A proportion of cutaneous melanoma patients carry a risk for developing recurrence and distant metastases. The probability for metastatic spreading can be estimated by the prognostic factors based on the histology of the primary lesion and nodal status. In this study a high risk melanoma is defined as stage IIB (tumour thickness 2.01–4.0 mm with ulceration or >4.0 mm without ulceration), stage IIC (tumour thickness >4.0 mm with ulceration) or stage III (any tumour thickness with nodal metastases present) melanoma, according to the staging system of American Joint Committee on Cancer (AJCC). In the AJCC database which consisted of 17 600 patients, these subgroups had 10 year survival rates varying between 51–54%, 32% and 15–63%, respectively Citation[2].
Whole body [18F] fluorodeoxyglucose (FDG) positron emission tomography (PET) is a non-invasive, high-resolution molecular imaging technique that can detect metastases of malignant melanoma, based on abnormal cellular glucose uptake. Overall, whole-body FDG PET is highly sensitive and specific for melanoma staging with the exception of the brain Citation[3], Citation[4]. However, at the time of the initial disease staging FDG PET seems to have suboptimal sensitivity for detection of both regional lymph node and distant metastases Citation[5], Citation[6]. This is due to its limited sensitivity to detect low tumour volume at the stage of microscopic disease Citation[7]. Therefore, current standard for the initial nodal staging of melanoma is sentinel node biopsy (SNB) which is a precise method to detect microscopic nodal involvement and conveys information on potential risk for locoregional or distant recurrence Citation[8], Citation[9].
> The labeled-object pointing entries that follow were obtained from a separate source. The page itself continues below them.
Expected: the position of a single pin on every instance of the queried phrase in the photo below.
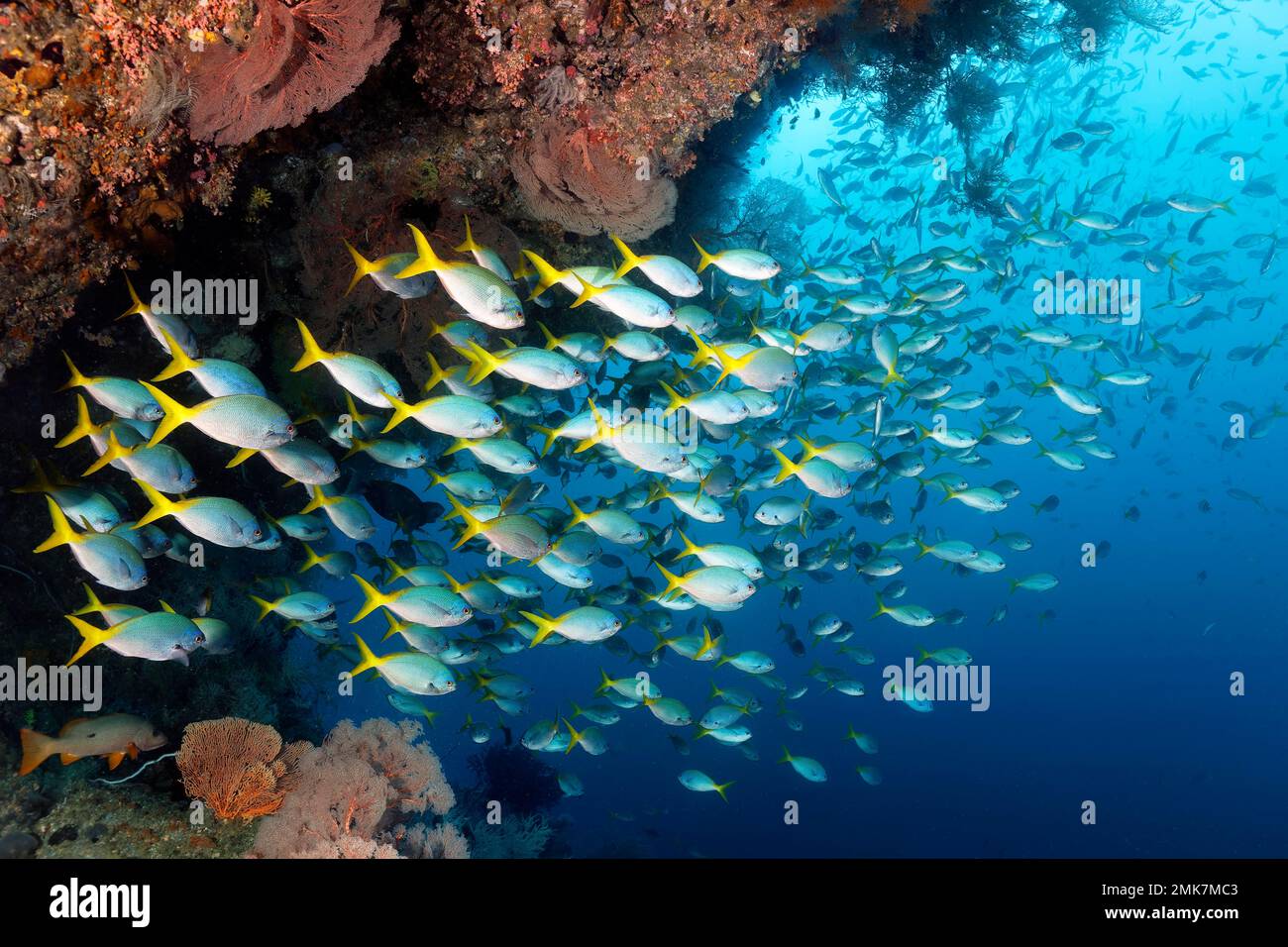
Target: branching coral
(297, 59)
(355, 793)
(584, 187)
(236, 767)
Whenever occult disease has initially been left undetected the metastases at some stage will grow and FDG PET then has a higher potential for staging purposes. Many studies have shown that the recurrence of melanoma most commonly occurs during the first 2–3 years after initial surgery Citation[10], Citation[11]. The optimal timing of FDG PET should take into account this window when clinical disease progression shows the highest likelihood. In the Turku University Hospital in Finland, some 60 patients with new melanoma are treated annually; the catchment population is 450 000 residents within the hospital district. The aim of this prospective study was to determine the clinical impact of FDG PET to detect clinically silent metastases in the follow-up of patients with high risk melanoma.
Material and methods
Patients
From March 2004 to November 2005, 30 AJCC stage IIB–IIIC adult melanoma patients were enrolled in this prospective study in the Turku University Hospital, Turku, Finland. The patients were selected consecutively from a prospective melanoma database, founded at our institution in October 2001 for registering all sentinel node biopsies. Patient and primary tumour characteristics are given in . All patients were free of any clinical signs of metastasis at the time of study inclusion. None of the patients refused to participate in the study. The study protocol was approved by the local institutional ethical review committee and informed consent was obtained from each patient.
Table I. Characteristics of study patients.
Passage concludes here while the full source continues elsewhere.